# 40 gal breeder - HELP



## skewlboy (Jun 9, 2006)

Ok..... 

So first real shot at aquascapes. Trying to do it right from the start. Going to try Aquasoil but would like to avoid blowing all my money on substrate, i mean i have to get rock, driftwood, plants, fish, shrimp, filter, CO2 setup and well... eat. 

Starting with a nice canvas - like the depth and height of the breeder tank
Have the PC lighting (current 2 x 96 w bulbs - 6700/10,000 bulbs) 

Thinking of ADA aquasoil amazonia type 2 and powersand
Question #1 - how much of both for this tank and what type powersand?
Question #2 - where is the cheapest place to buy this online?
Question #3 - what is the best filter? (using a fluval at this time - it gets aggrivating)
Question #4 - where can i find the marbled aquatic stones i see in the amano scapes?
Question #5 - where can i find driftwood - looking for manzanita - like the twisted branching look.


Any help would be great.


----------



## erijnal (Apr 5, 2006)

skewlboy, if you ask Jeff in the Aquarium Design Group in the sponsor's forums, you'll be able to get an answer to your first question.

As for the rest, I think ADG provides aquasoil and powersand at good prices. I personally like the Eheim canister filters for filtration. The stones you might be able to find from a supplier, but I think there's a guy at the PlantedTank that's selling Seiryu stone. You can find driftwood at manzanita.com.


----------



## Left C (Jun 14, 2005)

Hi skewlboy

I can help you some with the math involved. ADA sales those substrate products in liters. One liter = ~ 61 cubic inches.

A 9L bag of Aquasoil is 549 cubic inches and a 3L bag is 183 cubic inches.

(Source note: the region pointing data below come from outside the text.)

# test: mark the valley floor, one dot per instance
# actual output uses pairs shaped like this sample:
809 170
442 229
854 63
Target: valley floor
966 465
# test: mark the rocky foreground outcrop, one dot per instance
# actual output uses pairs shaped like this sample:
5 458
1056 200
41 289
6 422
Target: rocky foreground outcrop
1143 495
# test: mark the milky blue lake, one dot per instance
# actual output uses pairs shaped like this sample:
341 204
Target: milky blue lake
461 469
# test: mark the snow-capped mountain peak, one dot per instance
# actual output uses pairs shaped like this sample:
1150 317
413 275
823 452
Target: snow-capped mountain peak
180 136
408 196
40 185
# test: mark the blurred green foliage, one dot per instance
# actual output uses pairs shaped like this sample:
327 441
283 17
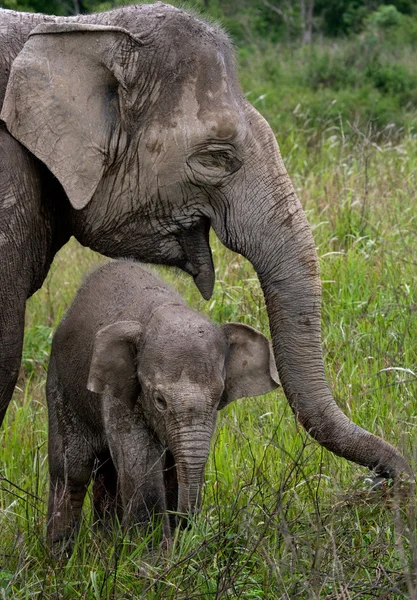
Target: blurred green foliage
248 19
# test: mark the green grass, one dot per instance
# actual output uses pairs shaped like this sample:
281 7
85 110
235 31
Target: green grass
281 518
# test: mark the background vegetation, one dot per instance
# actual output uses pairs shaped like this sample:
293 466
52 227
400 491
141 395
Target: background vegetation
281 517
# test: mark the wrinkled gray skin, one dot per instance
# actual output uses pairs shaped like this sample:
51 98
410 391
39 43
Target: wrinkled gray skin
128 130
157 373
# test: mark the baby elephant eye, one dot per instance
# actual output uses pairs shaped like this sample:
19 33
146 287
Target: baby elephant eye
160 402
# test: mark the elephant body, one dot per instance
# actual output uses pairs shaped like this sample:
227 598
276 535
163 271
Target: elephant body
136 379
128 130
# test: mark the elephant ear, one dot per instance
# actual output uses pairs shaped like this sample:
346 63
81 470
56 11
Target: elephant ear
64 101
113 363
250 365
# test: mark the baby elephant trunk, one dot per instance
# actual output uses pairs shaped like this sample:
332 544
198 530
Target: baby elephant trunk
191 458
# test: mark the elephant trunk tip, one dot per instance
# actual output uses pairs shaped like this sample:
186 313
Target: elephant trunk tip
204 281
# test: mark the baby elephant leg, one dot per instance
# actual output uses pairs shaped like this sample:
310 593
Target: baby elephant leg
106 497
69 478
139 462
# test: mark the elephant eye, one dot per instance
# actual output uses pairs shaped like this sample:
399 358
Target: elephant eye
214 163
160 402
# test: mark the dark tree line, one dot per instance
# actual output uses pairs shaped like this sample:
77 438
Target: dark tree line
248 19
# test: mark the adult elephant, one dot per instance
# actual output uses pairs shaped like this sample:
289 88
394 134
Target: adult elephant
128 130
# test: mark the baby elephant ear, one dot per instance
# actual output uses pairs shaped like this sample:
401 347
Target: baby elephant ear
250 366
113 363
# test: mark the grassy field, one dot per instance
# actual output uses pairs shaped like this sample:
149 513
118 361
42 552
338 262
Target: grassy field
282 518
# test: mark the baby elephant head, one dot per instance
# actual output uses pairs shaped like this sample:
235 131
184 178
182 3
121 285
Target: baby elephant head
182 369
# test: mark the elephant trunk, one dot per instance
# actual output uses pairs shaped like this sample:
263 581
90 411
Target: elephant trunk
273 233
191 455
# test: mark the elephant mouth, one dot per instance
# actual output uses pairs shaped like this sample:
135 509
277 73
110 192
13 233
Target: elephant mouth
198 260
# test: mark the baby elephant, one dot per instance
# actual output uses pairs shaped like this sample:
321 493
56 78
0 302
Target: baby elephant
135 381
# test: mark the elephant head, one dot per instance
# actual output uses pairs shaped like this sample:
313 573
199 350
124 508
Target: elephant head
139 115
177 372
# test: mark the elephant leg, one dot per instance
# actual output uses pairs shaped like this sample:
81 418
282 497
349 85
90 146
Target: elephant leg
106 498
139 462
12 322
70 474
171 487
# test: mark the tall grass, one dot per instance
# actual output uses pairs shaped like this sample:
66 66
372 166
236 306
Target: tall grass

Power Sand comes in several sizes:
2L or 122 cubic inches
6L or 366 cubic inches
18L or 1098 cubic inches (you wouldn't need this size)

Your 40 breeder has a 36" x 18" footprint. 1" of subrate is 648 cubic inches (1"x36"x18") or 10.6L.

Let's say that you wanted a substrate depth of 3"; that would be 1944 cubic inches or 31.9L.

You just do the math for each when you decide the substrate height of each.

This link shows how much of each to use for an aquarium with a 36"x18" footprint: http://www.adgshop.com/ProductDetails.asp?ProductCode=104-001&Show=TechSpecs

I was looking at some tank setup how-to's last night, and some folks use a mesh screen over the Power Sand.

I hope this helps you.

Left C


----------



## AaronT (Apr 26, 2004)

You can often times find good stone at local rock yards for a fraction of the cost of stone online or in a LFS. For a 40 breeder I would go with either the Rena XP3 or the Eheim 2026 Pro II. Obviously, the Eheim is a tad nicer, but the Rena is nice too. I have both and would buy either one again.


----------